CAC Payback Period is measured as Sales and Marketing costs divided by Revenue Additions, and adjusted by Gross Margin.
Here’s how I do it:
Sales and Marketing costs are measured on a TTM basis, but lagged by one quarter (so you skip a quarter, then sum the trailing four quarters of costs). This timeframe smoothes for seasonality and recognizes the lead time required to generate pipeline.
Revenue is measured as the year-on-year change in the most recent quarter’s sales (so for Q2 of 2024 you’d subtract out Q2 of 2023’s revenue to get the increase), and then multiplied by four to arrive at an annualized revenue increase (e.g., ARR Additions).
Gross margin is taken as a % from the most recent quarter (e.g., 82%) to represent the current cost to serve a customer
Revenue per Employee: On a per head basis, how much in sales does the company generate each year? The rule of thumb is public companies should be doing north of $450k per employee at scale. This is simple division. And I believe it cuts through all the noise - there’s nowhere to hide.
Revenue per Employee is calculated as: (TTM Revenue / Total Current Employees)
Rule of 40: How does a company balance topline growth with bottom line efficiency? It’s the sum of the company’s revenue growth rate and EBITDA Margin.
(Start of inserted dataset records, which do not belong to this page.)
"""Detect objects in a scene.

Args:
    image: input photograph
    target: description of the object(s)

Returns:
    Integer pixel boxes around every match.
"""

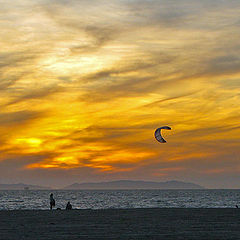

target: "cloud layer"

Netting the two should get you above 40 to pass the test.
Rule of 40 is calculated as: TTM Revenue Growth % + TTM Adjusted EBITDA Margin %
A few other notes on efficiency metrics:
Net Dollar Retention is another great measure of efficiency, but many companies have stopped quoting it as an exact number, choosing instead to disclose if it’s above or below a threshold once a year. It’s also uncommon for some types of companies, like marketplaces, to report it at all.
Most public companies don’t report net new ARR, and not all revenue is “recurring”, so I’m doing my best to approximate using changes in reported GAAP revenue. I admit this is a “stricter” view, as it is measuring change in net revenue.
Operating Expenditures
Decreasing your OPEX relative to revenue demonstrates Operating Leverage, and leaves more dollars to drop to the bottom line, as companies strive to achieve +25% profitability at scale.
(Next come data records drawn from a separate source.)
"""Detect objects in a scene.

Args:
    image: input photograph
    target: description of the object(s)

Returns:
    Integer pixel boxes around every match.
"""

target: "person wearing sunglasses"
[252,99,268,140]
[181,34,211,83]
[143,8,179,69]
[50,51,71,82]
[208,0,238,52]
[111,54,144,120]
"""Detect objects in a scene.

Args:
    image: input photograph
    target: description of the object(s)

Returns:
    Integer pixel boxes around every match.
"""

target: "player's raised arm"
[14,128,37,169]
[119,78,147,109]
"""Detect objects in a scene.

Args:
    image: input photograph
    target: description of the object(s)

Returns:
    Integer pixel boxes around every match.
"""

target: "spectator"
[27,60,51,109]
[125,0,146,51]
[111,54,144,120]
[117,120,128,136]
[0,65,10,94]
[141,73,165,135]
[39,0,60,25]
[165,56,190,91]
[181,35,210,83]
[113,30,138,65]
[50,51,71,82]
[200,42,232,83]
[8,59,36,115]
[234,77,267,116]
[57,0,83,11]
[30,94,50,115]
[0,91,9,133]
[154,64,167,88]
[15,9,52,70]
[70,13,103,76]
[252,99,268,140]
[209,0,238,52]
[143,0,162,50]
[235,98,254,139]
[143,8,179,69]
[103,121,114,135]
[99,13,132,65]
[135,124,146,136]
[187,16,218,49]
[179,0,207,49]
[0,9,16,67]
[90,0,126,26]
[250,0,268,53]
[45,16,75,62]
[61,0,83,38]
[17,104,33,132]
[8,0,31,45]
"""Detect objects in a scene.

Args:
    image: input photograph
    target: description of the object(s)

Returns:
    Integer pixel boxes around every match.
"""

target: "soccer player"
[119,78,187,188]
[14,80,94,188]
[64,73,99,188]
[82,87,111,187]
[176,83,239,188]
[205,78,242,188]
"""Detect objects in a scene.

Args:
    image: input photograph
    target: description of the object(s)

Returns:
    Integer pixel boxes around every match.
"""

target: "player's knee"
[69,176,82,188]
The most common buckets companies put their operating costs into are:
Cost of Goods Sold: Customer Support employees, infrastructure to host your business online, API tolls, and banking fees if you are a FinTech.
Sales & Marketing: Sales and Marketing employees, advertising spend, demand gen spend, events, conferences, tools
Research & Development: Product and Engineering employees, development expenses, tools
General & Administrative: Finance, HR, and IT employees… and everything else. Or as I like to call myself “Strategic Backoffice Overhead”
All of these are taken on a Gaap basis and therefore INCLUDE stock based comp, a non cash expense.